Como estaba haciendo mermelada de la fruta al luchar con la puerta teniendo las bolsas bajo los brazos, le rogué que me permitiese sostenérselas. Me las cedió con una agradable sonrisa, y luchó con la puerta como con una bestia salvaje. Ésta cedió por fin, tan de repente que él se me cayó encima y yo me caí sobre la puerta del otro lado, y ambos nos reímos. Pero aún sentía como si los ojos quisieran salírseme de la cabeza, y me parecía estar soñando.

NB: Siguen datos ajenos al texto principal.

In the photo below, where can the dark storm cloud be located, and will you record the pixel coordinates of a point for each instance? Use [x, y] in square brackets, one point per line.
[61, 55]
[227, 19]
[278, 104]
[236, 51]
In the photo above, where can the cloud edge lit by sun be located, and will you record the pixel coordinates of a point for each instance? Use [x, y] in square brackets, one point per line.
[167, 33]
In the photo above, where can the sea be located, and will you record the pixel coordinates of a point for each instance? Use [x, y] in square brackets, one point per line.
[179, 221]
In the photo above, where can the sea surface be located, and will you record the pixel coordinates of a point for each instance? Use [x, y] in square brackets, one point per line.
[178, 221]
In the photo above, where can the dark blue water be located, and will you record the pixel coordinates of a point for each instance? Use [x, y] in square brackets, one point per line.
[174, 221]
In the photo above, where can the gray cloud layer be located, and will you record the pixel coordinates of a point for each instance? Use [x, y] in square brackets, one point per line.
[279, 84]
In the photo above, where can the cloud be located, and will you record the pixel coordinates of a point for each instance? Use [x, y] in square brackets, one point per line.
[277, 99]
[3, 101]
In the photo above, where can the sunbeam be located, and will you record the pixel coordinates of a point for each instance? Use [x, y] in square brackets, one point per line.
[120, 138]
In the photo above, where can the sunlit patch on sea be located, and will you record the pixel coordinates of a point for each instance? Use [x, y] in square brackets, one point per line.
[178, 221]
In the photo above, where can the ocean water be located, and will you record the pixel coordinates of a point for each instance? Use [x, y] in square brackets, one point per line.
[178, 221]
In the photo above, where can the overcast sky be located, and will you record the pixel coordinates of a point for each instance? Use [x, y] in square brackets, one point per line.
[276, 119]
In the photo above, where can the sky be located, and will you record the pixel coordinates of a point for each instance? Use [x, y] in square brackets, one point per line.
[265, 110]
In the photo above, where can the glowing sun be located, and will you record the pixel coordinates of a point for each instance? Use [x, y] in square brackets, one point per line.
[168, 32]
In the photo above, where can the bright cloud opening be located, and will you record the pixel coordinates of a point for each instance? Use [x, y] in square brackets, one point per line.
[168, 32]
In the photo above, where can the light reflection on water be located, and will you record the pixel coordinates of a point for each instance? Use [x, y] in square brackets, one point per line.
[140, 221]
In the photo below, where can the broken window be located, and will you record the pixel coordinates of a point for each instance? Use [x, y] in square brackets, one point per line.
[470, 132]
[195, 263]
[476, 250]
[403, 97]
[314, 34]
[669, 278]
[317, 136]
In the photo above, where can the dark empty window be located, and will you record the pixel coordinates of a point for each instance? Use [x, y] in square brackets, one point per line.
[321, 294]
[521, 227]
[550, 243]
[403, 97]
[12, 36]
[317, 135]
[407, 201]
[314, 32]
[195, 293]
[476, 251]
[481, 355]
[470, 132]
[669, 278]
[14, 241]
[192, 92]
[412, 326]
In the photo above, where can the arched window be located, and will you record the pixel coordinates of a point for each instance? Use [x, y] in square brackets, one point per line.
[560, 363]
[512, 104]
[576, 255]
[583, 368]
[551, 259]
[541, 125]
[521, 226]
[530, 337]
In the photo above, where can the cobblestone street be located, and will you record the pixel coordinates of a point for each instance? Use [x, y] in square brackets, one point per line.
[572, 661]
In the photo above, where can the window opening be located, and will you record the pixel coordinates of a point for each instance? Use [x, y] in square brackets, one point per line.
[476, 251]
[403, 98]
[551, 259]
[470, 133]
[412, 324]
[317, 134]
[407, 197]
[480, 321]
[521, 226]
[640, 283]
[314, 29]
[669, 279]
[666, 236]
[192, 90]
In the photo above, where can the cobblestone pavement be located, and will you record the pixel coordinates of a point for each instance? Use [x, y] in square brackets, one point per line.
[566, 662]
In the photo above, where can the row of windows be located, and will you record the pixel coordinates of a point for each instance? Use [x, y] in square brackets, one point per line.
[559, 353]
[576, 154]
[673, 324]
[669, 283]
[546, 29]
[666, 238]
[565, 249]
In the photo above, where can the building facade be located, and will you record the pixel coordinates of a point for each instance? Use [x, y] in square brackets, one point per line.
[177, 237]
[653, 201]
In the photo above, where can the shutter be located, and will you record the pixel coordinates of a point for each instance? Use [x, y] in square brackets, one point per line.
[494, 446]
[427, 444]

—Tenga usted la bondad de entrar —dijo el señor Pocket hijo—. Permítame que pase delante. Esto está muy mal amueblado, pero confío en que encuentre aceptable su estancia aquí, hasta el lunes. Mi padre ha pensado que usted pasaría mejor el día de mañana conmigo que con él y que tal vez querría darse un paseo por Londres. Yo estaré encantado de enseñárselo. En cuanto a la comida, supongo que no la encontrará mal, pues nos la servirán del café de al lado y (es preciso que lo diga) a cuenta de usted, pues éstas son las órdenes del señor Jaggers. En cuanto a nuestro alojamiento, dista mucho de ser espléndido, porque yo he de ganarme la vida, y mi padre no puede darme nada, y aunque pudiera, yo no lo tomaría de él. Ésta es nuestra salita, las pocas sillas, mesas, alfombras y demás que he podido traerme de casa. No vaya usted a figurarse que el mantel ni los cubiertos ni las vinagreras son mías, porque han venido del café en su honor. Éste es mi dormitorio; un poco mohoso, pero es que todo Barnard es mohoso. Éste es su dormitorio; el mobiliario ha sido alquilado para la ocasión, pero espero que será suficiente; si desea usted algo más, iré a buscarlo. Las habitaciones están algo retiradas y estaremos un poco solos, pero creo que no reñiremos. Pero, ¡Dios mío!, perdóneme usted; le he dejado todo este rato con la fruta en las manos. Estoy avergonzado.

Mientras estaba frente al señor Pocket hijo entregándole las bolsas, una, dos, vi en sus ojos la expresión de asombro que hacía rato debía de aparecer en los míos.

—¡Bendito sea Dios —dijo, dando un paso atrás—, usted es el muchacho del jardín!

—¡Y usted —dije yo— es el pálido señorito!